Her hunch 27 years ago was right. Adams, now assistant deputy commissioner for systems
at the Social Security Administration, is recognized throughout the federal government as
a leader in managing information technology and the year 2000 computer crisis.


The federal government, with its incentives for treating women equally, might even be a
better workplace for women than the private sector, said Cynthia Kendall, former deputy
assistant secretary of Defense for information management.


Kendall, now a corporate executive, spent 25 years in government and found surprising
opportunities and exemplary bosses.


“I worked for some giants,” said Kendall, a corporate vice president with
Science Applications International Corp. of San Diego. Duane Andrews, a former assistant
secretary of Defense, and Sean O’Keefe, who later became secretary of the Navy, were
big influences, she said. “I could see how they dealt with people, how they dealt
with issues. I learned from them what things worked well.”


Some federal IT managers think the opportunities for women are plentiful because
information technology itself is still relatively new and therefore less tradition-bound.


At the same time, they’re starting to worry that too few women and men graduating
from college today are interested in computer jobs in government and industry.


Shereen G. Remez, chief information officer for the General Services Administration,
admits she is baffled by the numbers. In the current class of 1,200 computer science
majors at the University of Maryland, for example, only 200 are women, she said.


“I find that very disturbing,” Remez said. Maybe young people think of
computer science majors as programmers; if so, they are misinformed, she said.

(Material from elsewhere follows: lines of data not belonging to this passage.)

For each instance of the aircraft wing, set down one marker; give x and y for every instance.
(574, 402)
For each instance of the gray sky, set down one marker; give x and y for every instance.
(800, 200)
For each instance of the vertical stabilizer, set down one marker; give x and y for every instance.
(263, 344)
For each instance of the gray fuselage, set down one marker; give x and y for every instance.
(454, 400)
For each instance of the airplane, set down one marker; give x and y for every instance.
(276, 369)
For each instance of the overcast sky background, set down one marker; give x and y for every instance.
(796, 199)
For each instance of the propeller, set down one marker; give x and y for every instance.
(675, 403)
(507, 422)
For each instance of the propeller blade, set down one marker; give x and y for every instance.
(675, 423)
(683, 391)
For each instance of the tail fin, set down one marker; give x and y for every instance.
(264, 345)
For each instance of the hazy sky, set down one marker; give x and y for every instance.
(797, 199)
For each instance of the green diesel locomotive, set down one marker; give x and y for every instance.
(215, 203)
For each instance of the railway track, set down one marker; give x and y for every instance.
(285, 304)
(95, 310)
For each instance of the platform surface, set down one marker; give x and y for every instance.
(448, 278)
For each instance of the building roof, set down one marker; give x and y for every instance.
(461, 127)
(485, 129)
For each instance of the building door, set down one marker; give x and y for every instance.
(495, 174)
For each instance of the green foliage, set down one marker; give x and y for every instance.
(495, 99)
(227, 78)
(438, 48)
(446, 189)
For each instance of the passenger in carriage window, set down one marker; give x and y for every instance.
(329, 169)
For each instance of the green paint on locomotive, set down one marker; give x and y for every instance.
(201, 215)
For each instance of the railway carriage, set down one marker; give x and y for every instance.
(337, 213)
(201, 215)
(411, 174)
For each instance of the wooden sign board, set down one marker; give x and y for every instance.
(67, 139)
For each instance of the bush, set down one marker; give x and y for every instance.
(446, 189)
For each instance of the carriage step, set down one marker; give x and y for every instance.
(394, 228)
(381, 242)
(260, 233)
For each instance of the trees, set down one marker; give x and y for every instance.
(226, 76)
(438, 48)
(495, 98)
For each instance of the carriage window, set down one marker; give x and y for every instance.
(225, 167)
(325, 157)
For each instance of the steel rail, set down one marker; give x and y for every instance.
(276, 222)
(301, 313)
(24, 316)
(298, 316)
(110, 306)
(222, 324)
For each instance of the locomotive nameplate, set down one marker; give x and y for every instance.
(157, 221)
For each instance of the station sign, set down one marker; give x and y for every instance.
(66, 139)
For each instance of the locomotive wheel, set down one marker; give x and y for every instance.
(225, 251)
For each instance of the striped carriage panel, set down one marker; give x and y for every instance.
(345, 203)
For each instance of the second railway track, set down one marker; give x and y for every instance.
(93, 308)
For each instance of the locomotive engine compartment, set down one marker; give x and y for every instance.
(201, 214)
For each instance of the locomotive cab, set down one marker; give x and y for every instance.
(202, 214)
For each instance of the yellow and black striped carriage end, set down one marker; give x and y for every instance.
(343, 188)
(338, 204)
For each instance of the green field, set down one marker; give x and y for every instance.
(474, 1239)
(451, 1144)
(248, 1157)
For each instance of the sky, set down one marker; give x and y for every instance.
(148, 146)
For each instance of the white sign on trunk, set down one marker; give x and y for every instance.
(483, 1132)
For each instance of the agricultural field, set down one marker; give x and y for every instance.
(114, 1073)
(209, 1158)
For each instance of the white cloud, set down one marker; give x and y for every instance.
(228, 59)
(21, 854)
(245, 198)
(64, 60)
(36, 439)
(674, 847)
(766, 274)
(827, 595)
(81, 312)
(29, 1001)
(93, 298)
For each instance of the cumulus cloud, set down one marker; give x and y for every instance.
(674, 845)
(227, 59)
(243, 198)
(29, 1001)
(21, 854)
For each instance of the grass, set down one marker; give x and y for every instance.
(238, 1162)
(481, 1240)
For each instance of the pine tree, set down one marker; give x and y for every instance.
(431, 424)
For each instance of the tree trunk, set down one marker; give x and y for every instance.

The government needs people with vision, who can communicate and apply technology to
solve big problems, Remez said. Threats to information security, cyberterrorism and rapid
technology change are large, vexing problems the government has to manage, she said.


Other federal information technology managers share Remez’s alarm.


The declining numbers of women and men majoring in computer science has become a issue
of national concern, said Miriam Browning, director of information management for the
Army.


Browning said the government needs to attract more young women and men who are
interested in information technology, acquisition, business and organizational management.


In some ways, the women who manage federal information technology have more difficult
jobs than their peers in the private sector. Kendall, who has worked on both sides, said
federal IT managers have to satisfy many more interests than IT managers in the private
sector.


While at the Defense Department, for example, Kendall said, she had to constantly
balance the interests of the military services, Congress and industry.


“In government, you have all these interests surrounding you,” Kendall said.
In the private sector, she has fewer constituencies pulling her in different directions.


The tug of different interests adds frustration, but women in government are
compensated with interesting work.


Kendall said she would never trade her early experiences as an Air Force programmer.
She remembers the fun she had using least squares regression on the problem of aircraft
attrition.


Later she had the opportunity to introduce biennial budgeting into the Defense
comptroller’s automated budgeting system. During her last years in government she
developed Defense Department policies for corporate information management.


That things are changing and the numbers are growing is obvious. Women in
Technology’s panel discussion by three women Internet entrepreneurs last month drew
more than 200 women to the McLean, Va., meeting.


Leong-Hong said she remembers when similar events played to a handful.